An honouring divisibility(self-made)

[Fm Jakaria]

Prove that for all k$\in \mathbb N$, k > 1; they're exists n$\in \mathbb N$ , n < 2k such that
$\frac {\sigma(n)}{n} = \frac{k+1}{k}$. [Here $\sigma(n)$ denotes the sum of positive divisors of n; as usual.]

[mutasimmim]

What about $k=4$? And

they're

should be there.

[Fm Jakaria]

hmm....... If,we give n freedom, then ?(edited problem)

[Nirjhor]

The assertion is clearly true for prime \(k\) since you can just take \(n=k\). But not for composite \(k\).

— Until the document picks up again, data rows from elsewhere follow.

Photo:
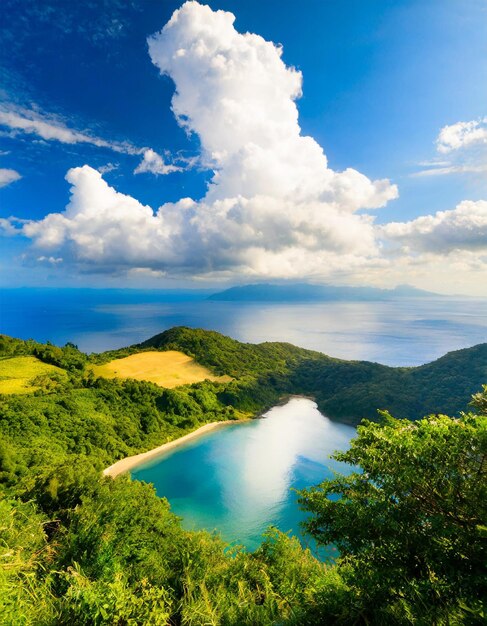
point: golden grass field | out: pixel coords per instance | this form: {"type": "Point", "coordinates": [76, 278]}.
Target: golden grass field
{"type": "Point", "coordinates": [167, 369]}
{"type": "Point", "coordinates": [17, 372]}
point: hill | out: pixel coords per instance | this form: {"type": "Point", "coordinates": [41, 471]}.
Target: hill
{"type": "Point", "coordinates": [303, 292]}
{"type": "Point", "coordinates": [346, 390]}
{"type": "Point", "coordinates": [78, 548]}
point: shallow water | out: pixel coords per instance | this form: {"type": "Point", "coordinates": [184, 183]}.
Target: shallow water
{"type": "Point", "coordinates": [238, 480]}
{"type": "Point", "coordinates": [406, 331]}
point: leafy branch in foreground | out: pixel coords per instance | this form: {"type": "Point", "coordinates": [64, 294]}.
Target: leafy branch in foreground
{"type": "Point", "coordinates": [410, 523]}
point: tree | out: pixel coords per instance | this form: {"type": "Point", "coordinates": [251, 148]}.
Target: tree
{"type": "Point", "coordinates": [410, 521]}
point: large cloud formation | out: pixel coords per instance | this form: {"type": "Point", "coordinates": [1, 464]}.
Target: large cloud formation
{"type": "Point", "coordinates": [273, 206]}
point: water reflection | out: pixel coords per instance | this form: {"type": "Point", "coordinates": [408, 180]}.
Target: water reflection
{"type": "Point", "coordinates": [238, 480]}
{"type": "Point", "coordinates": [401, 332]}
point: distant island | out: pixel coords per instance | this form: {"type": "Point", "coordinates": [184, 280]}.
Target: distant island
{"type": "Point", "coordinates": [304, 292]}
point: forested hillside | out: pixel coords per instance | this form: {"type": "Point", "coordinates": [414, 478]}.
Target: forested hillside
{"type": "Point", "coordinates": [347, 390]}
{"type": "Point", "coordinates": [76, 548]}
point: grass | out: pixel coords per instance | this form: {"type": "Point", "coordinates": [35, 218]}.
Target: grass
{"type": "Point", "coordinates": [17, 373]}
{"type": "Point", "coordinates": [167, 369]}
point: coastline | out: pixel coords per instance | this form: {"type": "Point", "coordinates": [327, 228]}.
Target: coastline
{"type": "Point", "coordinates": [125, 465]}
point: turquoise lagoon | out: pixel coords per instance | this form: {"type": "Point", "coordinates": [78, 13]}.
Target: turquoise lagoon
{"type": "Point", "coordinates": [240, 479]}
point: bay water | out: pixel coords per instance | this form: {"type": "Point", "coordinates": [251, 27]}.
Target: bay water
{"type": "Point", "coordinates": [240, 479]}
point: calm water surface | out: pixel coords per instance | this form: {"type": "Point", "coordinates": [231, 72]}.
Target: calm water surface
{"type": "Point", "coordinates": [238, 480]}
{"type": "Point", "coordinates": [407, 331]}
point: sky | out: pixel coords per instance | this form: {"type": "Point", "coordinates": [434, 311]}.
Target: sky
{"type": "Point", "coordinates": [156, 143]}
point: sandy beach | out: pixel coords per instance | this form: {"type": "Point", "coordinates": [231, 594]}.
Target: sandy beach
{"type": "Point", "coordinates": [125, 465]}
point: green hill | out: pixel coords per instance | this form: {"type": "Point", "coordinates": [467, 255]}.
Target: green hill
{"type": "Point", "coordinates": [78, 548]}
{"type": "Point", "coordinates": [346, 390]}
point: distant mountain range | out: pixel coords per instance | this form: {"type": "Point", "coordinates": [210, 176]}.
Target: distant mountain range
{"type": "Point", "coordinates": [303, 292]}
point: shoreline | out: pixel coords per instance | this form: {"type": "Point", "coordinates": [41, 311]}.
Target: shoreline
{"type": "Point", "coordinates": [126, 464]}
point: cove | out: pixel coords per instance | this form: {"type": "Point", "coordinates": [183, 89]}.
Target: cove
{"type": "Point", "coordinates": [238, 480]}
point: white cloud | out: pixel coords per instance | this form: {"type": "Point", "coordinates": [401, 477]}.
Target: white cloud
{"type": "Point", "coordinates": [236, 93]}
{"type": "Point", "coordinates": [273, 207]}
{"type": "Point", "coordinates": [50, 128]}
{"type": "Point", "coordinates": [451, 169]}
{"type": "Point", "coordinates": [462, 228]}
{"type": "Point", "coordinates": [8, 176]}
{"type": "Point", "coordinates": [108, 167]}
{"type": "Point", "coordinates": [462, 135]}
{"type": "Point", "coordinates": [153, 163]}
{"type": "Point", "coordinates": [465, 143]}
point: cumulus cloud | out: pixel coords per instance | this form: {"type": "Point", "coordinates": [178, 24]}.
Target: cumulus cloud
{"type": "Point", "coordinates": [462, 228]}
{"type": "Point", "coordinates": [273, 206]}
{"type": "Point", "coordinates": [153, 163]}
{"type": "Point", "coordinates": [462, 135]}
{"type": "Point", "coordinates": [8, 176]}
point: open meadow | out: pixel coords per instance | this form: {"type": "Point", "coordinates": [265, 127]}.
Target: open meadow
{"type": "Point", "coordinates": [17, 374]}
{"type": "Point", "coordinates": [166, 369]}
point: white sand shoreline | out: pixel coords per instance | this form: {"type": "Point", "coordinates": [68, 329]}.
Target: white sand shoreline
{"type": "Point", "coordinates": [128, 463]}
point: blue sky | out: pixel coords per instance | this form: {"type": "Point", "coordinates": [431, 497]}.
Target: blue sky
{"type": "Point", "coordinates": [380, 80]}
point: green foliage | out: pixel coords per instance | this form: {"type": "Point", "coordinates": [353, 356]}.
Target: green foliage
{"type": "Point", "coordinates": [76, 548]}
{"type": "Point", "coordinates": [410, 525]}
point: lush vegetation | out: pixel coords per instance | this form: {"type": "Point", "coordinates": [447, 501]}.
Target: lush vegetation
{"type": "Point", "coordinates": [78, 548]}
{"type": "Point", "coordinates": [167, 369]}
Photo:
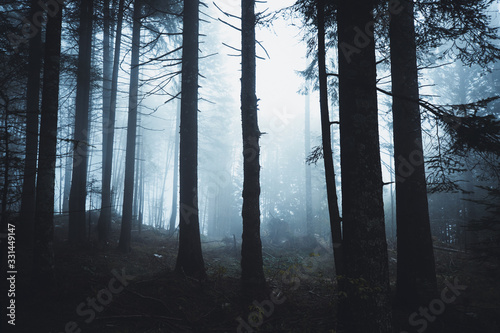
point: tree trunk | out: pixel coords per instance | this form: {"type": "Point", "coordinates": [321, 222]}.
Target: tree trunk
{"type": "Point", "coordinates": [366, 306]}
{"type": "Point", "coordinates": [43, 276]}
{"type": "Point", "coordinates": [78, 193]}
{"type": "Point", "coordinates": [109, 114]}
{"type": "Point", "coordinates": [416, 275]}
{"type": "Point", "coordinates": [32, 112]}
{"type": "Point", "coordinates": [173, 214]}
{"type": "Point", "coordinates": [128, 187]}
{"type": "Point", "coordinates": [307, 150]}
{"type": "Point", "coordinates": [252, 273]}
{"type": "Point", "coordinates": [331, 190]}
{"type": "Point", "coordinates": [190, 258]}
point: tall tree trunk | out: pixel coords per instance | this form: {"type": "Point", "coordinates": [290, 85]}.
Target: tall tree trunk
{"type": "Point", "coordinates": [32, 112]}
{"type": "Point", "coordinates": [67, 175]}
{"type": "Point", "coordinates": [190, 258]}
{"type": "Point", "coordinates": [416, 275]}
{"type": "Point", "coordinates": [307, 150]}
{"type": "Point", "coordinates": [252, 273]}
{"type": "Point", "coordinates": [109, 114]}
{"type": "Point", "coordinates": [78, 193]}
{"type": "Point", "coordinates": [6, 179]}
{"type": "Point", "coordinates": [43, 274]}
{"type": "Point", "coordinates": [367, 306]}
{"type": "Point", "coordinates": [173, 214]}
{"type": "Point", "coordinates": [331, 190]}
{"type": "Point", "coordinates": [128, 187]}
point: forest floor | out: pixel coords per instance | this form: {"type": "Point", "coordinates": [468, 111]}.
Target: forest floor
{"type": "Point", "coordinates": [102, 290]}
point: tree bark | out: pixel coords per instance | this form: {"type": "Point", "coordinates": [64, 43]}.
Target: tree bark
{"type": "Point", "coordinates": [78, 193]}
{"type": "Point", "coordinates": [416, 275]}
{"type": "Point", "coordinates": [32, 112]}
{"type": "Point", "coordinates": [43, 274]}
{"type": "Point", "coordinates": [109, 115]}
{"type": "Point", "coordinates": [331, 190]}
{"type": "Point", "coordinates": [128, 187]}
{"type": "Point", "coordinates": [252, 273]}
{"type": "Point", "coordinates": [307, 150]}
{"type": "Point", "coordinates": [189, 258]}
{"type": "Point", "coordinates": [366, 306]}
{"type": "Point", "coordinates": [173, 214]}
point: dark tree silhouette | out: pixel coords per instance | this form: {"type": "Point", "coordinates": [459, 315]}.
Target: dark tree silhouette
{"type": "Point", "coordinates": [416, 275]}
{"type": "Point", "coordinates": [333, 206]}
{"type": "Point", "coordinates": [366, 306]}
{"type": "Point", "coordinates": [43, 272]}
{"type": "Point", "coordinates": [190, 258]}
{"type": "Point", "coordinates": [78, 192]}
{"type": "Point", "coordinates": [27, 213]}
{"type": "Point", "coordinates": [252, 273]}
{"type": "Point", "coordinates": [128, 188]}
{"type": "Point", "coordinates": [109, 114]}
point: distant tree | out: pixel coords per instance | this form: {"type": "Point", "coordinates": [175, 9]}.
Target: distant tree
{"type": "Point", "coordinates": [331, 190]}
{"type": "Point", "coordinates": [189, 258]}
{"type": "Point", "coordinates": [365, 294]}
{"type": "Point", "coordinates": [128, 188]}
{"type": "Point", "coordinates": [32, 113]}
{"type": "Point", "coordinates": [43, 274]}
{"type": "Point", "coordinates": [416, 275]}
{"type": "Point", "coordinates": [109, 115]}
{"type": "Point", "coordinates": [78, 193]}
{"type": "Point", "coordinates": [252, 272]}
{"type": "Point", "coordinates": [307, 149]}
{"type": "Point", "coordinates": [173, 214]}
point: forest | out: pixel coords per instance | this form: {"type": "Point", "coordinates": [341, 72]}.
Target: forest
{"type": "Point", "coordinates": [250, 166]}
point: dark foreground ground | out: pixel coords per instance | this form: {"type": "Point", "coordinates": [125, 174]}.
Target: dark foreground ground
{"type": "Point", "coordinates": [102, 290]}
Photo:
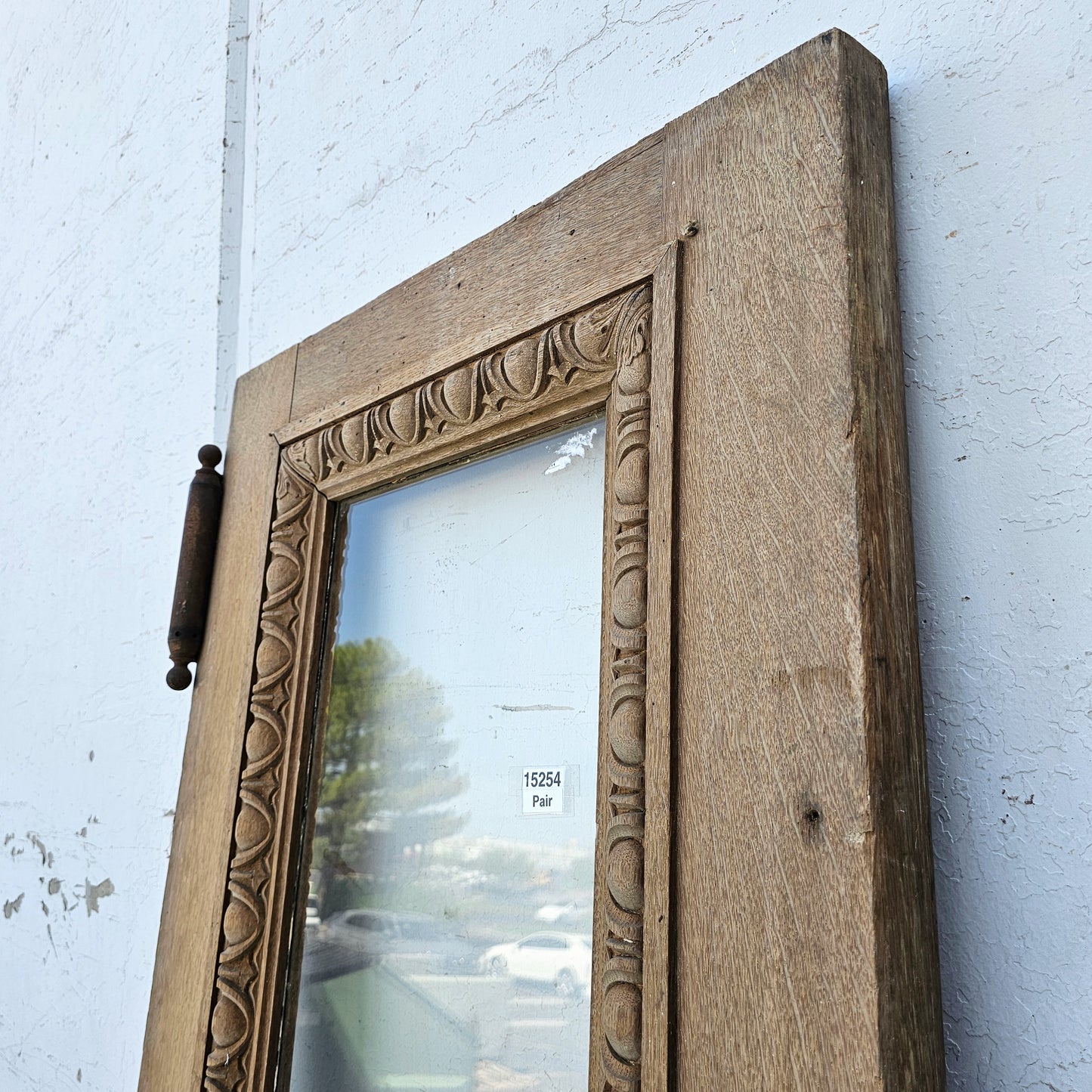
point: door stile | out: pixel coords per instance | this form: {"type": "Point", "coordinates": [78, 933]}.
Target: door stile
{"type": "Point", "coordinates": [255, 928]}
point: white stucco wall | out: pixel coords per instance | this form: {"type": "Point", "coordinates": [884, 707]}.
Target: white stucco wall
{"type": "Point", "coordinates": [372, 142]}
{"type": "Point", "coordinates": [110, 149]}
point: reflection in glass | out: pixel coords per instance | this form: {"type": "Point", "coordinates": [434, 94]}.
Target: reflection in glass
{"type": "Point", "coordinates": [448, 932]}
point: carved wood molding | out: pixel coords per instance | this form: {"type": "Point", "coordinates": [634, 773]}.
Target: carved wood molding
{"type": "Point", "coordinates": [247, 903]}
{"type": "Point", "coordinates": [623, 812]}
{"type": "Point", "coordinates": [574, 354]}
{"type": "Point", "coordinates": [608, 343]}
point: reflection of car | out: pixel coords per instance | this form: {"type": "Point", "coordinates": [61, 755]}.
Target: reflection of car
{"type": "Point", "coordinates": [561, 957]}
{"type": "Point", "coordinates": [407, 942]}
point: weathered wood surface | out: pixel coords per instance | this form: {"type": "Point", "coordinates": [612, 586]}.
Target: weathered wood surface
{"type": "Point", "coordinates": [805, 938]}
{"type": "Point", "coordinates": [789, 933]}
{"type": "Point", "coordinates": [193, 902]}
{"type": "Point", "coordinates": [593, 237]}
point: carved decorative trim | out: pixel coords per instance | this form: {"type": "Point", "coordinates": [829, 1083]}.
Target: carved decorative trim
{"type": "Point", "coordinates": [623, 809]}
{"type": "Point", "coordinates": [246, 913]}
{"type": "Point", "coordinates": [606, 343]}
{"type": "Point", "coordinates": [572, 354]}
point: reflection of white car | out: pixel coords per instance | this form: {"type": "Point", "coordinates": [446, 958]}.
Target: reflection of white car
{"type": "Point", "coordinates": [561, 957]}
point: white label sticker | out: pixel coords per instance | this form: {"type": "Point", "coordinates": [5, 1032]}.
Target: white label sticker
{"type": "Point", "coordinates": [543, 790]}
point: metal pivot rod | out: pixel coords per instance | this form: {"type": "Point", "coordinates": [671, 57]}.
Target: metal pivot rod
{"type": "Point", "coordinates": [194, 568]}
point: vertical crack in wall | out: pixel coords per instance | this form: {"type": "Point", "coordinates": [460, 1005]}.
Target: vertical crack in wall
{"type": "Point", "coordinates": [237, 211]}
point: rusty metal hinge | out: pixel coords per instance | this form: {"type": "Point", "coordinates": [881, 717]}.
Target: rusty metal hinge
{"type": "Point", "coordinates": [196, 561]}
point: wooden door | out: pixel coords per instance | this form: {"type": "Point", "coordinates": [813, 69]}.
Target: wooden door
{"type": "Point", "coordinates": [725, 294]}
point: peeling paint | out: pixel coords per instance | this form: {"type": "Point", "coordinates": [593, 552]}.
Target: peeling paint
{"type": "Point", "coordinates": [92, 892]}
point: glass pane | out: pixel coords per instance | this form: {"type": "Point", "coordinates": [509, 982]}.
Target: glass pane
{"type": "Point", "coordinates": [448, 934]}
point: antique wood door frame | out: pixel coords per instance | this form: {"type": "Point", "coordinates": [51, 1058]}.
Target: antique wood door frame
{"type": "Point", "coordinates": [726, 292]}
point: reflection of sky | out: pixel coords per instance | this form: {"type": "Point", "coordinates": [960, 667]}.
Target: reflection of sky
{"type": "Point", "coordinates": [488, 579]}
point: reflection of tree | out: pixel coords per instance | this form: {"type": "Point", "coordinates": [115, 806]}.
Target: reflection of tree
{"type": "Point", "coordinates": [387, 769]}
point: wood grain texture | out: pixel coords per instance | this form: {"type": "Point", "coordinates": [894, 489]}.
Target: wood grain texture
{"type": "Point", "coordinates": [552, 373]}
{"type": "Point", "coordinates": [657, 758]}
{"type": "Point", "coordinates": [907, 961]}
{"type": "Point", "coordinates": [773, 806]}
{"type": "Point", "coordinates": [261, 877]}
{"type": "Point", "coordinates": [193, 901]}
{"type": "Point", "coordinates": [598, 235]}
{"type": "Point", "coordinates": [800, 779]}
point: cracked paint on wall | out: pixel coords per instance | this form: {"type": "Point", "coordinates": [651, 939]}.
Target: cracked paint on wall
{"type": "Point", "coordinates": [373, 142]}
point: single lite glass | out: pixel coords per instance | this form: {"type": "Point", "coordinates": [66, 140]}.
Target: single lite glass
{"type": "Point", "coordinates": [448, 936]}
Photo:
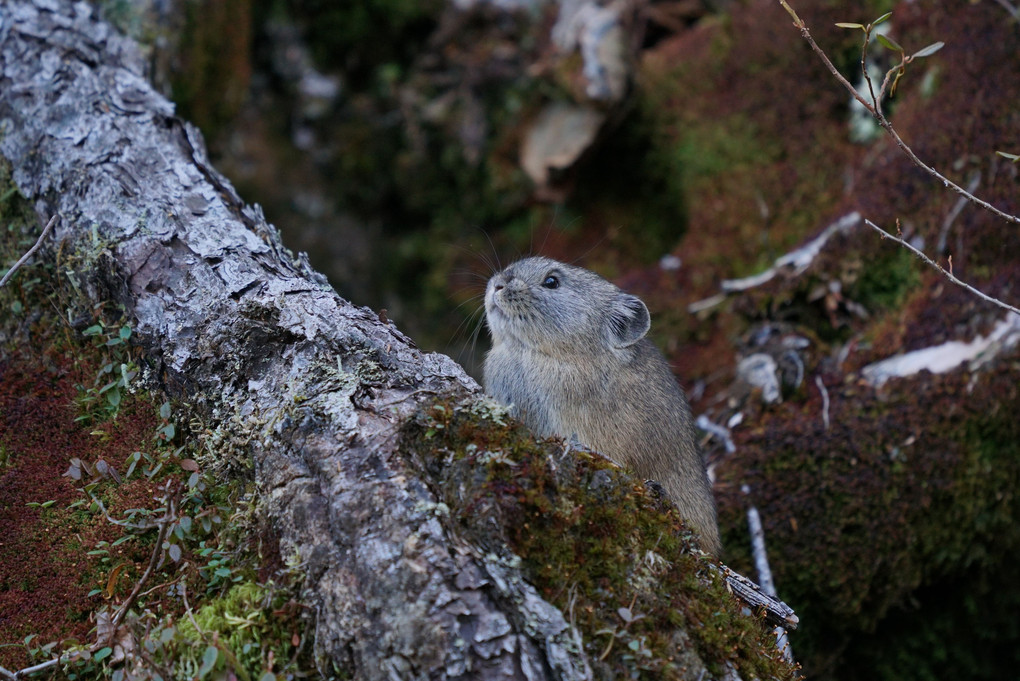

Notice that for composite \(k\) you must take composite \(n\). So \(\tau(n)\ge 3\). Let the divisors of \(n\) be \(1<d_1<d_2<\cdots<d_i<n\). Then \(\sigma(n)=1+n+\sum d_j\). Make this simple observation that \(d_j=n/d_{i-j}\). This implies \[1+\dfrac{1}{k}=\dfrac{\sigma(n)}{n}=\dfrac{1+n+\sum d_j}{n}=1+\dfrac{1}{n}+\sum\dfrac{d_j}{n}=1+\dfrac{1}{n}+\sum \dfrac{1}{d_j}.\] So we are looking for \(n\) so that \(1/k=1/n+\sum 1/d_j\) for a fixed \(k\) where \(d_j\mid n\). Now notice that \(k\mid n\) so we must have \(d_n=k\) for some \(n\). This cancels out the \(1/k\) and leaves us with the equation \(1/n+\sum 1/d_j=0\) which is never possible.

[mutasimmim]

we give n freedom

What do you mean? Please explain.

(edited problem)

I don't see how you've edited the problem.